The way a grinder delivers the ground coffee into your portafilter basket (or other container) is referred to either as a doser or doserless. Doserless grinders dispense the coffee directly into portafilter, giving them a natural advantage in low usage environments because of the shorter overall process. The grinder motor is activated a number of ways: a grind-on-demand pulse switch, a timer switch with reference points, or in the case of the Baratza Vario, programmable dosing choices (yes, this is sweet). For household grade espresso grinders, these do tend to be slightly messier and can sometimes put out the grounds in slight clumps. This doesn't get corrected until the commercial $900 and up range, so don't get discouraged if you notice it happening to you. Since you will still need to properly distribute these grounds once they are in the portafilter basket, you may as well rotate the basket if possible when grinding directly into it.
Espresso grinders with dosers, such as the Pasquini Moka, dispense grounds into a front-mounted hopper. Look inside an empty hopper and you will see a number of open compartments separated by "fingers" or vanes. When the hopper is full, each of these compartments stores equal amounts of coffee grounds. To get your grounds into your portafilter basket, you must pull on the dosing lever which moves the mechanism and "doses" fairly consistent quantities out of a bottom opening and into your basket, hence the name. This kind of setup offers an advantage for anyone who prepares many drinks in one setting, but can be a handicap for those one-a-day espresso lovers because the doser hopper has to be at least half full to get it to dispense uniform amounts of grounds. To create excellent espresso, you must grind immediately before brewing, so you don't want to grind all that extra coffee and let it sit for any extended time period. However, some people do use the doser for a different purpose: breaking up the clumps created by the household grade grinders. When the lever is pulled, it sort of throws the coffee out with a "thwack," breaking apart the clumps. Some people will continuously pull on the doser lever while the grinder is in operation. Sounds pretty involved to me, but hey, to each their own. Also, many times these doser grinders will have a stationary "tamper" mounted on the front, but don't think for a minute that this will get you out of buying a quality tamper. While these mounted tamps work well for true Italian single shot espresso, they are of little use for any other purpose.
Other Factors to Consider
For the average home user, the following attributes may not be as important, but for cafes and those espresso lovers willing to throw down some serious coin on a grinder, they are deciding factors between a host of premium equipment.
The size, or diameter, of the grinder burrs determines how much coffee can pass through with each turn at any given fineness setting. Most home grinder burr sets have a diameter between 40 and 50 mm. A primary grinder in a coffee shop features 60 to 75 mm diameter burrs, which are of course accompanied by a larger motor. This is important for high-volume shops because the grinder usually needs about 30 seconds of rest per 20 seconds of grinding to prevent overheating the motor.
Motor speed, in RPMs, is a term advertised heavily now that people understand that lower speeds impart less heat to the ground coffee beans, thus minimizing the chance of adding an outside burnt flavor to your espresso.

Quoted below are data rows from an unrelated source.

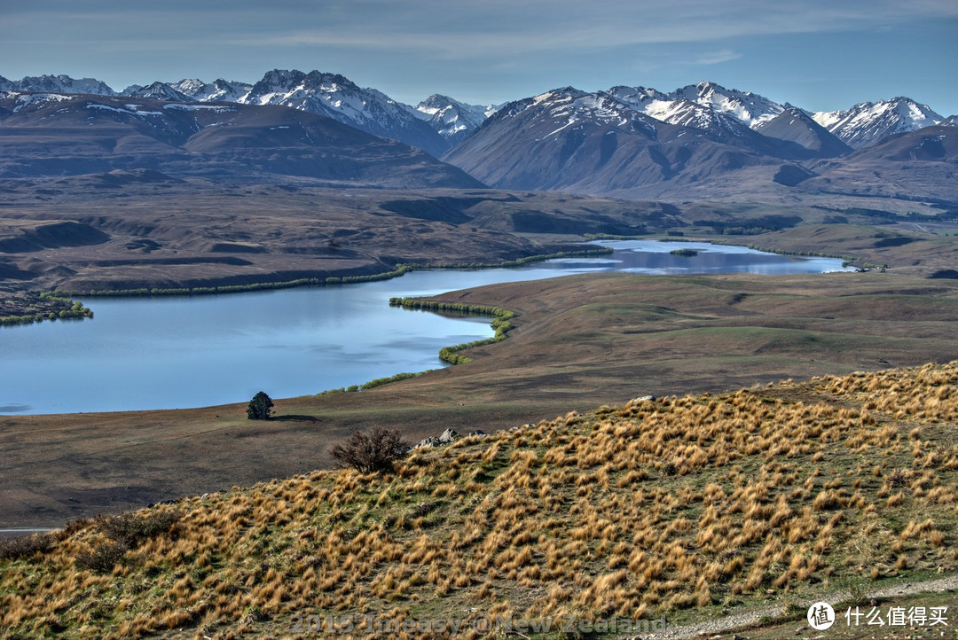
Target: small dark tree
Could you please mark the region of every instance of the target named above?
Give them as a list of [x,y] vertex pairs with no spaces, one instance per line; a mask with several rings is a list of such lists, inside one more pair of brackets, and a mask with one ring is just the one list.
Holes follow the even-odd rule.
[[250,420],[269,420],[273,408],[273,401],[264,392],[260,391],[249,401],[246,417]]
[[356,431],[344,444],[331,449],[330,455],[343,467],[371,474],[391,471],[393,463],[408,451],[409,445],[402,441],[399,430],[376,427],[369,435]]

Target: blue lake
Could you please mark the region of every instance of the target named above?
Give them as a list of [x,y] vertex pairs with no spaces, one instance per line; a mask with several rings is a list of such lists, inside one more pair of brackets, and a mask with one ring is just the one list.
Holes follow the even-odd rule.
[[[0,414],[185,408],[360,385],[444,366],[439,349],[489,319],[393,308],[394,296],[589,272],[809,274],[841,261],[695,242],[602,242],[615,253],[519,269],[421,271],[331,287],[196,298],[89,298],[85,320],[0,327]],[[670,254],[695,249],[694,257]]]

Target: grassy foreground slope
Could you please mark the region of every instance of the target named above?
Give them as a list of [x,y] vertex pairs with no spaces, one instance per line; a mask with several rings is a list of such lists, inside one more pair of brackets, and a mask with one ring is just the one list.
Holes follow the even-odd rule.
[[819,377],[85,520],[0,560],[0,637],[807,607],[958,569],[956,420],[958,362]]

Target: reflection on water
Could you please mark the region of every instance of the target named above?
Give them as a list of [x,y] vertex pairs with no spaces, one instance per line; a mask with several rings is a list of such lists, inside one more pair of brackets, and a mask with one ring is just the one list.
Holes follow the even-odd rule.
[[[840,260],[703,243],[603,242],[615,253],[519,269],[422,271],[380,282],[228,296],[83,300],[92,320],[0,329],[0,413],[175,408],[360,385],[443,366],[437,354],[492,335],[489,319],[391,308],[429,296],[565,274],[799,274]],[[670,254],[695,249],[693,257]]]

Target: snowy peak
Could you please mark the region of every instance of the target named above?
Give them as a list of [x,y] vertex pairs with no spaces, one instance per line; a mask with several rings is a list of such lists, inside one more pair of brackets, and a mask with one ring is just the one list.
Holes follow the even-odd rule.
[[673,96],[732,116],[750,127],[782,113],[784,105],[749,91],[726,89],[715,82],[699,82],[676,89]]
[[488,108],[433,94],[416,105],[415,114],[426,121],[451,146],[479,128],[486,120]]
[[[670,124],[728,128],[728,118],[754,128],[778,116],[785,106],[750,92],[699,82],[665,94],[648,87],[617,86],[608,94],[636,111]],[[722,116],[724,118],[719,118]]]
[[274,69],[239,102],[282,104],[332,118],[368,133],[393,138],[442,155],[448,143],[415,109],[376,89],[362,89],[338,74]]
[[[134,85],[135,86],[135,85]],[[129,91],[129,89],[127,89]],[[154,100],[164,100],[168,102],[190,102],[193,99],[176,91],[166,82],[153,82],[148,87],[140,87],[135,91],[125,94],[130,98],[148,98]]]
[[93,94],[115,96],[116,92],[93,77],[75,79],[69,76],[27,76],[19,80],[0,77],[0,89],[7,91],[37,91],[51,94]]
[[945,119],[927,104],[910,98],[861,102],[846,111],[820,111],[815,121],[855,149],[868,146],[885,136],[933,126]]
[[197,102],[237,102],[249,93],[252,84],[217,78],[213,82],[199,79],[182,79],[171,87]]
[[820,125],[805,111],[788,106],[771,120],[755,126],[763,136],[801,144],[822,158],[840,156],[852,150],[845,143]]

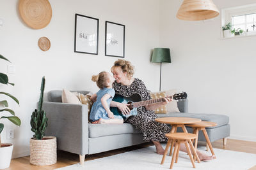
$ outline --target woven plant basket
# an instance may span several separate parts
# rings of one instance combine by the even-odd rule
[[[49,166],[57,162],[57,140],[54,136],[45,136],[42,140],[30,139],[30,164]]]

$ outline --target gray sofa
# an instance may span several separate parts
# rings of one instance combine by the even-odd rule
[[[88,92],[79,92],[86,94]],[[58,149],[79,154],[81,164],[84,161],[85,155],[145,143],[142,140],[141,132],[129,124],[88,124],[87,106],[62,103],[61,90],[50,91],[47,97],[49,101],[44,101],[43,104],[43,109],[48,117],[48,127],[45,135],[57,138]],[[188,99],[178,102],[180,113],[157,115],[159,117],[198,118],[202,120],[216,122],[218,124],[217,126],[206,129],[211,142],[227,139],[229,136],[228,117],[216,114],[189,113],[188,103]],[[188,132],[192,132],[191,128],[187,127],[187,129]],[[178,129],[178,131],[180,130]],[[202,132],[199,133],[198,140],[205,141]]]

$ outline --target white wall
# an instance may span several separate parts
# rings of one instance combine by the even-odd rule
[[[255,3],[213,1],[220,10]],[[187,92],[189,112],[228,116],[231,138],[256,141],[256,36],[222,39],[220,15],[182,21],[175,17],[181,3],[160,0],[160,46],[172,55],[163,68],[163,89]]]
[[[0,53],[12,61],[16,73],[9,74],[15,87],[0,85],[20,101],[20,106],[10,100],[22,121],[20,127],[3,120],[2,141],[14,144],[13,157],[29,154],[30,116],[38,101],[41,79],[46,77],[45,92],[51,90],[98,90],[90,79],[101,71],[109,71],[116,57],[104,56],[105,21],[125,25],[125,59],[135,66],[135,76],[142,78],[150,89],[158,89],[150,81],[157,77],[159,65],[150,62],[151,50],[159,45],[159,1],[157,0],[50,0],[52,18],[46,27],[34,30],[20,19],[17,0],[0,1]],[[74,52],[75,13],[99,19],[99,55]],[[43,52],[37,42],[42,36],[51,43]],[[0,72],[7,72],[7,62],[0,62]],[[156,69],[157,71],[156,71]],[[149,76],[148,75],[150,75]],[[2,122],[2,120],[1,120]],[[14,129],[14,139],[6,139],[6,130]]]

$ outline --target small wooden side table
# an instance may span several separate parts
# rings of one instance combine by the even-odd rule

It's important to understand that manufacturers of quality espresso grinders match the motor size, motor speed, and burr size to each other, so just because one grinder spins slower than another doesn't make it better.
Knowing the weight and physical dimensions of the grinder is necessary to finding a grinder that complements your kitchen countertop space. Some grinders go for style, and others give you big muscle in a big box. It's up to you to decide what's more important.